At present, Cerezyme leads the Gaucher’s disease market which, although small, still generates almost 30 per cent of Genzyme’s annual revenues, primarily as a result of the drug’s $200,000 a year price tag.
This domination has continued despite problems at Genzyme’s facility in Allston, Massachusetts that halted production and saw both Protalix and Shire granted special dispensation to supply unapproved competitor drugs to make up for the shortfall.
But while both products are seen as a long-term threat, the prevailing wisdom had been that Cerezyme would maintain its position as market leader for the time being because Shire and Protalix lack the infrastructure to bring their respective products to market in the near future.
Now however, Pfizer’s emergence on the scene may have changed the situation, not least because of the US drug majors’ worldwide reach, as JP Morgan analyst Geoffrey Meacham suggested in a note to clients.
"The improved access to global pharmaceutical markets through Pfizer elevates the Uplyso [taliglucerase alfa] threat to Cerezyme and implies potential downside to Cerezyme"
Others were less convinced, including Leerink Swann’s Joshua Schimmer, who said the Pfizer-Protalix deal was widely expected and should not change assumptions about the Protalix drug's potential to take market share away from Cerezyme.
Genzyme has not yet commented on the Pfizer-Protalix deal.
Under the new licensing deal, which could earn Protalix up to $155m (€103m) before sales, Pfizer can commercialise Uplyso outside Israel, with the Carmiel-headquartered firm retaining the same rights in its home territory.

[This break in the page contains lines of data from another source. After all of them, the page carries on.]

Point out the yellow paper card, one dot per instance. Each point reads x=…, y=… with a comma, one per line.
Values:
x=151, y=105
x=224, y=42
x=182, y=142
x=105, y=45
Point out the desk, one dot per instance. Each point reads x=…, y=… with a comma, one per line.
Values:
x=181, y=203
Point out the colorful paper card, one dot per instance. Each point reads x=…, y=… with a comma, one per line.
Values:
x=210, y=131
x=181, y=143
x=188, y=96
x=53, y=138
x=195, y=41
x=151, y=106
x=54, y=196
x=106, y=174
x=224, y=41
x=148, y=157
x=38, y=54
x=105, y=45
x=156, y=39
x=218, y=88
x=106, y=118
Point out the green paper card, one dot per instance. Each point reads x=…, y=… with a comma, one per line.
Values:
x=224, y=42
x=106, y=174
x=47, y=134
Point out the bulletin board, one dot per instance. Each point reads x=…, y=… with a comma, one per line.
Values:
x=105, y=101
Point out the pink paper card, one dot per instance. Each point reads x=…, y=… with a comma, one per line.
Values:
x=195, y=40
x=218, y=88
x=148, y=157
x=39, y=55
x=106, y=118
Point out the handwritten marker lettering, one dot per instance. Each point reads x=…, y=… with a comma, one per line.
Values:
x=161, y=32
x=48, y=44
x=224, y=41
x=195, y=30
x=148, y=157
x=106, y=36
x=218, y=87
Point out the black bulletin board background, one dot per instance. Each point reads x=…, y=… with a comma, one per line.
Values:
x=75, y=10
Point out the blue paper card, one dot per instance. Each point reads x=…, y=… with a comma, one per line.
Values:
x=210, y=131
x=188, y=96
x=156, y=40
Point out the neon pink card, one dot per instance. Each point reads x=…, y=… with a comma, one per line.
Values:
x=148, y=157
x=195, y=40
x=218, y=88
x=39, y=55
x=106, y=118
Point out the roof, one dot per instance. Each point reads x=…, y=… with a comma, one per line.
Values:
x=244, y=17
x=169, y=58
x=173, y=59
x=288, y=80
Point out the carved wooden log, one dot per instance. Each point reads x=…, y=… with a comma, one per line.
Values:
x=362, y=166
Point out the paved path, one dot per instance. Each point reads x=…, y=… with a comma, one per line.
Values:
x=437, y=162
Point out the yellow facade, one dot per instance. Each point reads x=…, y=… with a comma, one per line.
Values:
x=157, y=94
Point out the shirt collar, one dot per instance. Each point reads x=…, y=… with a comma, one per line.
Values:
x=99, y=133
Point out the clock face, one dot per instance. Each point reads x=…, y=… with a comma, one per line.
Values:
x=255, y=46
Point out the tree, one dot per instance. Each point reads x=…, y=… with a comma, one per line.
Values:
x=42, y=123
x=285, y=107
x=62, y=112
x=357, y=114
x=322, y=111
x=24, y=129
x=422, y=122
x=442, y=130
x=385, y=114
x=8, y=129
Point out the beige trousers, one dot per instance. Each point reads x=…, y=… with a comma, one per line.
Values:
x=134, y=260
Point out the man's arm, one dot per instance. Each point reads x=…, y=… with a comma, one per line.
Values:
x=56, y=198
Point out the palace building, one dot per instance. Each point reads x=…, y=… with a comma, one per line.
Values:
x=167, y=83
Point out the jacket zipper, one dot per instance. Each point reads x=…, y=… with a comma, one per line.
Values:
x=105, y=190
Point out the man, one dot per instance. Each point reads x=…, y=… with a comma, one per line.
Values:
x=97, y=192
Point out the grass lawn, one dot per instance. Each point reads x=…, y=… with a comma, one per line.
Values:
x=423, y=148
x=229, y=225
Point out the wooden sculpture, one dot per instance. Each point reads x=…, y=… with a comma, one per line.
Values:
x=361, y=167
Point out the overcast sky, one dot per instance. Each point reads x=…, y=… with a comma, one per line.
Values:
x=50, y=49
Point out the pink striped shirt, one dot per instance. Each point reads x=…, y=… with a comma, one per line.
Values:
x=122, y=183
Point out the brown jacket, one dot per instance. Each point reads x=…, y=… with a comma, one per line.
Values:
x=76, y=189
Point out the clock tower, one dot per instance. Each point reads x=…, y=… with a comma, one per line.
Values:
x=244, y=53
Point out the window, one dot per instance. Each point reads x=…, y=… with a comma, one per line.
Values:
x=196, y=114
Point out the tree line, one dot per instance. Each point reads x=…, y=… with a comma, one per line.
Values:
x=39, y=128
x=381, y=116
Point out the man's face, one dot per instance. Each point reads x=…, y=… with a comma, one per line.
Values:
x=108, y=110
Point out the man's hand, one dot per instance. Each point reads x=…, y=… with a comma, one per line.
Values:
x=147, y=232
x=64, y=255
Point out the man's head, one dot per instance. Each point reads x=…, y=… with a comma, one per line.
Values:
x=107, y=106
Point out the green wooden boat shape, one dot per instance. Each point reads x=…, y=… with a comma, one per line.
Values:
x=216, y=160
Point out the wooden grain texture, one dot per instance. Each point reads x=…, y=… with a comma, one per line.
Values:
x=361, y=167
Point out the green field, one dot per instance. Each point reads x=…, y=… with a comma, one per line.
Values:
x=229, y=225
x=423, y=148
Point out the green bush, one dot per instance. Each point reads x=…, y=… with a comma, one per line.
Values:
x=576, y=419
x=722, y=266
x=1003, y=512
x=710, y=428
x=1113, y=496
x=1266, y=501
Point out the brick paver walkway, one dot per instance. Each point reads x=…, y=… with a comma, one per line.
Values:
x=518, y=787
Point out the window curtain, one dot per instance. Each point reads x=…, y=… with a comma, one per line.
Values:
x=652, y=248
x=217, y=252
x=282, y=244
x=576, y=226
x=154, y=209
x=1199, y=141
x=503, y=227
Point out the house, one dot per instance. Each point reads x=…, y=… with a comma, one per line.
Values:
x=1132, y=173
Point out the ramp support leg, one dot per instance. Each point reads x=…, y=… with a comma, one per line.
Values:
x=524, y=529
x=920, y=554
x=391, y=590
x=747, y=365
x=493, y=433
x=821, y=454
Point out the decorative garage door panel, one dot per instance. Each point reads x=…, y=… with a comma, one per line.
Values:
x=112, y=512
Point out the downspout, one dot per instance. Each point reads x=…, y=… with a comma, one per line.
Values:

Even before the Pfizer agreement Uplyso was considered the bigger market threat because, unlike Cerezyme and indeed Shire’s drug, it is manufactured using Protalix’ novel plant-cell based technology that the firm claims is a safer and quicker means of production.
In an allusion to Genzyme’s recent problems Protalix CEO David Aviezer told Newser that: "The minute you use a different cell line, such as a plant cell line…you create a biologic firewall. You totally avoid any risk of cross contamination ... affecting the patient."
Uplyso met primary efficacy endpoints in recently completed Phase III trials, specifically bringing about a reduction in spleen volume from baseline according to results announced in September.
Despite these findings, some have raised concerns about the drug citing the 6 per cent of patients in the trial who developed antibodies and experienced hypersensitivity reactions to Uplyso as something that could derail the drug’s development.
Nevertheless, Protalix said that none of the trial subjects developed neutralizing levels of antibodies and reiterated its plans to file the drug with the FDA in the next few months.
This could mean, if Uplyso is cleared, that we see the drug launched sometime in 2010 at around the same time, if Genzyme’s operations remain virus-free, as supplies of Cerezyme are fully restored.